12 Sep 2024 Thursday, 10:00 AM to 11:30 AM

MR20, COM3-02-59

Abstract:

Deep foundation models have revolutionized the field of artificial intelligence and machine learning. However, their vulnerability to distribution shifts, including data distribution shifts (covariate shifts) and class distribution shifts (concept drift), hinders their effective deployment in real-world applications like healthcare and autonomous driving. In this talk, we aim to advance generalizable deep learning by developing innovative techniques for addressing challenges arising from both data and class distribution shifts.

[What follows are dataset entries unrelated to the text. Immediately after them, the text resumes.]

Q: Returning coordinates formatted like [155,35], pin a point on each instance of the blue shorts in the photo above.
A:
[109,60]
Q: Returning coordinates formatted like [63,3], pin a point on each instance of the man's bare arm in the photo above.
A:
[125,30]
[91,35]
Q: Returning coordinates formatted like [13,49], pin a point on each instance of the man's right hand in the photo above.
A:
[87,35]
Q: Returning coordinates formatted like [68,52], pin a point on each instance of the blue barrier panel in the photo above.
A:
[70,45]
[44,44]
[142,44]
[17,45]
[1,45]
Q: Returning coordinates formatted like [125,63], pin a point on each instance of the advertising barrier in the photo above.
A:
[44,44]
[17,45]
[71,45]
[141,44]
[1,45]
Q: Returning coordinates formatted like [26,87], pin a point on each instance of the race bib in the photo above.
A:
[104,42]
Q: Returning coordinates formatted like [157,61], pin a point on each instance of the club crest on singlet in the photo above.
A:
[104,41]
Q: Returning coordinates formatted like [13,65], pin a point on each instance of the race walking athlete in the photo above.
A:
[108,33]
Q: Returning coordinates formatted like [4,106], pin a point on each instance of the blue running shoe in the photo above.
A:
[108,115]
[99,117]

First, we explore Test-time Adaptation (TTA) to address distribution shifts between training and test data. Our primary goal is to address the stability issues of TTA in real-world applications. We find that the batch norm layers are the critical factor in TTA instability, especially under challenging conditions like mixed distribution shifts and small batch sizes. To mitigate this issue, we propose a novel Sharpness-aware and Reliable Entropy Minimization (SAR) method, which selectively removes noisy samples and pushes the model towards a stable and flat minimum.

Second, we explore long-tailed recognition to address class distribution shifts between training and test data. We focus on test-agnostic long-tailed recognition, where the training class distribution is long-tailed, while the test class distribution is unknown and not necessarily balanced. Besides class imbalance, this task poses one more key challenge: the class distribution shifts between training and test data are unknown. To address this task, we propose a novel framework called Self-supervised Aggregation of Diverse Experts (SADE), with a new skill-diverse expert learning strategy and a novel test-time expert aggregation strategy

Lastly, we explore foundation generative models to address the generalization problem of models in small-scale data scenarios. The generalization of DNNs relies heavily on the quantity and quality of training data. However, collecting and annotating data on a large scale is often expensive and time-consuming. To address this issue, we explore a new task, termed dataset expansion, aimed at expanding a ready-to-use small dataset by automatically creating new labeled samples. To this end, we present a Guided Imagination Framework (GIF) that leverages cutting-edge generative models like DALL-E2 and Stable Diffusion (SD) to "imagine" and create informative new data from the input seed data.

In summary, we introduce a suite of techniques to improve the generalizability of deep models for real-world applications in the face of data and class distribution shifts.